Today's paper had stories about all sorts of people and activities and news and controversies that have nothing to do with what has evidently become your ONLY interest in the world. You may be able to get your national and international news from the Web but I'm betting you won't get the breadth and depth of it there because online people largely only read what we already know we're interested in. The joy of reading a newspaper is bumping into a story about things in parts of the world we didn't know we cared about by accident.
So if you're a political activist and you refuse to know what's actually happening in your community, you're a lousy political activist and you're going to lose.
Any way you slice this, it's an embarrassment for Erin Neff to be proud of saying that she is deliberately ignorant not just of the R-J's political coverage -- WHICH SHE'S STILL GOING TO READ! -- but all the rest of the information.
Left-wingers like to claim they're smarter than righties, more intellectual, better informed. Maybe that's true elsewhere, but it's clearly not true in Vegas.
Yeah, all the righties had Sun subscriptions back in the day, right?

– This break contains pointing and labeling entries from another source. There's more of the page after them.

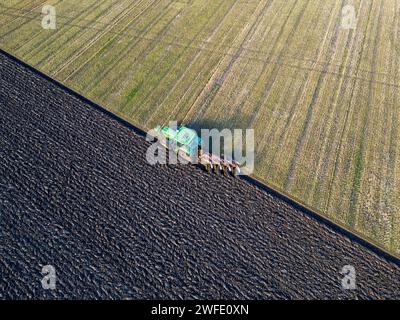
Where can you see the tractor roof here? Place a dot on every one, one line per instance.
(186, 136)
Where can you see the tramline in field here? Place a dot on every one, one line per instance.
(187, 145)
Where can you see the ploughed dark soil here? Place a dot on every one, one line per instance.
(77, 193)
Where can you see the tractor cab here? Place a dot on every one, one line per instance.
(182, 140)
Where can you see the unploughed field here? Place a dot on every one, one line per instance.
(323, 100)
(77, 191)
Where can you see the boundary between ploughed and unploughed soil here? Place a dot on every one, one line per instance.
(337, 226)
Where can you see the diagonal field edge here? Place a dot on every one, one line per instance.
(313, 213)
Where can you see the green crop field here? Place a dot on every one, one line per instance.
(323, 100)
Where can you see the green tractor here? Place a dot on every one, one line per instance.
(186, 143)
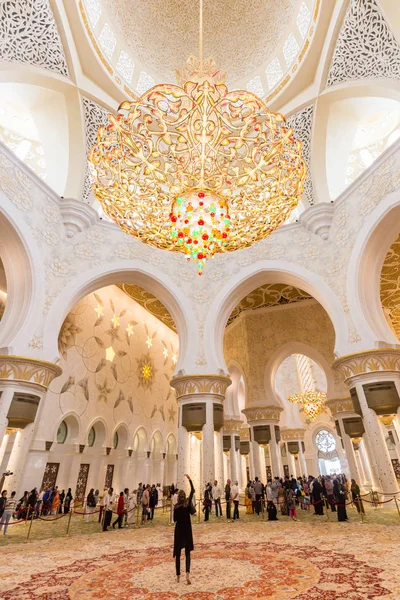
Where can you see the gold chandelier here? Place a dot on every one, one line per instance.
(312, 401)
(197, 169)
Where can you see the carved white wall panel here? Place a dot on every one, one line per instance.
(301, 123)
(95, 116)
(29, 34)
(365, 47)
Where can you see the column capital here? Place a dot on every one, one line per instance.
(262, 413)
(191, 385)
(337, 406)
(28, 370)
(289, 435)
(232, 425)
(369, 361)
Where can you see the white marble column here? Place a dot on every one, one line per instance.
(219, 458)
(387, 481)
(243, 466)
(360, 467)
(292, 465)
(205, 390)
(233, 460)
(349, 450)
(365, 461)
(208, 445)
(7, 392)
(256, 459)
(19, 452)
(302, 461)
(3, 447)
(364, 369)
(275, 455)
(183, 452)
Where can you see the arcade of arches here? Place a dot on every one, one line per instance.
(118, 363)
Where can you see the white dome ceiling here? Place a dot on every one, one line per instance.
(242, 36)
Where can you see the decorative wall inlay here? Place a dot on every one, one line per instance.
(150, 303)
(21, 368)
(292, 434)
(94, 116)
(301, 123)
(270, 294)
(340, 405)
(390, 287)
(366, 48)
(232, 425)
(188, 385)
(259, 413)
(50, 476)
(29, 35)
(370, 361)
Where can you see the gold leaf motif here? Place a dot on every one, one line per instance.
(70, 382)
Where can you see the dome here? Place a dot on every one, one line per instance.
(159, 38)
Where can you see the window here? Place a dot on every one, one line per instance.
(325, 441)
(62, 433)
(91, 437)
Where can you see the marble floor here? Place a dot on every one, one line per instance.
(231, 561)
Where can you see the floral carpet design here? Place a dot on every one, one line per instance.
(280, 561)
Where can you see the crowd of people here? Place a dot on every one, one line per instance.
(280, 496)
(284, 495)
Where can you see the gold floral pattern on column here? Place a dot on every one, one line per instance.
(262, 413)
(232, 425)
(21, 368)
(187, 385)
(390, 287)
(369, 361)
(292, 434)
(340, 405)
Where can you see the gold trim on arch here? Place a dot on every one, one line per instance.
(368, 361)
(27, 369)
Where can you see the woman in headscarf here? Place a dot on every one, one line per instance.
(183, 536)
(247, 499)
(316, 495)
(355, 496)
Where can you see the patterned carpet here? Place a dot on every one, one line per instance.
(231, 561)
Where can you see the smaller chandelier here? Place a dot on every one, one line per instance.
(312, 401)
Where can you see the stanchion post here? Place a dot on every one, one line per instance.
(29, 529)
(69, 521)
(397, 506)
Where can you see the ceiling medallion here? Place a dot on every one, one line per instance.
(312, 401)
(197, 169)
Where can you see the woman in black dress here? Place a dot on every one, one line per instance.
(183, 537)
(317, 497)
(339, 491)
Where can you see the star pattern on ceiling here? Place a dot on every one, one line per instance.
(271, 294)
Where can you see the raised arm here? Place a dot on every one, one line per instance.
(192, 490)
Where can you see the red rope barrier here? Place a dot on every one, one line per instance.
(12, 522)
(376, 502)
(55, 518)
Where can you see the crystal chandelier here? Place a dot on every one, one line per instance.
(197, 169)
(312, 401)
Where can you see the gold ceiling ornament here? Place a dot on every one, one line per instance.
(197, 169)
(312, 401)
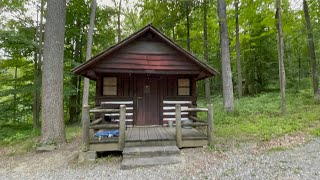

Politics is the spectator sport for the fate of the world, Steve. It is where the most pressing issues of our time will be addressed. Other community events are covered, but not exclusively in newspapers. And Vegas has the lease cohesive community than maybe any other city thanks to high vagrancy levels. I have TV news, radio (though sadly we only have real newsradio for a few hours in the morning on two stations before both turn to opinion talk), the alternative weeklies, and yes the internet.
I do wish there were more local community blogs featuring non-political stories, though. San Francisco has so much online journalism that the rapidly-downsized SF Chronicle really isn't must-read news anymore.
Before you say the RJ isn't going anywhere, I'd consider how bad their efforts to adjust to the internet actually is. Maybe it won't go in name. Maybe.
Actually, mike, the demise of the standalone sun was about the demise of afternoon papers in general, not that people didn't read it bc it was too liberal. And actually, the last, heartiest sun readers were sports fans bc the coverage was fantastic, and sports fans tend to skew right. So your point on that is completely historically inaccurate even as I'm not even sure what your point was supposed to be.
But, seriously. Is it too much to ask that a woman who runs a blog specifically to critique or even attack a specific publication actually read it? Are you seriously arguing that I'm wrong about that???
I tend to disagree with Steve about a lot of things but this is one in which we are of like mind. It's hard to say what Neff's motivations are concerning her blog. She clearly has a chip on her shoulder about her time at the RJ. When I first found her blog, I thought it was going to make a real contribution to the local media but it turned out to be more of a platform for airing her bottled up anger.
Speaking of the Sun, Steve, have you considered doing a follow up on the Greenspun people who were laid off a couple years ago? Has it been that long? I wondered what happened to them all, whether they found work, changed careers, etc.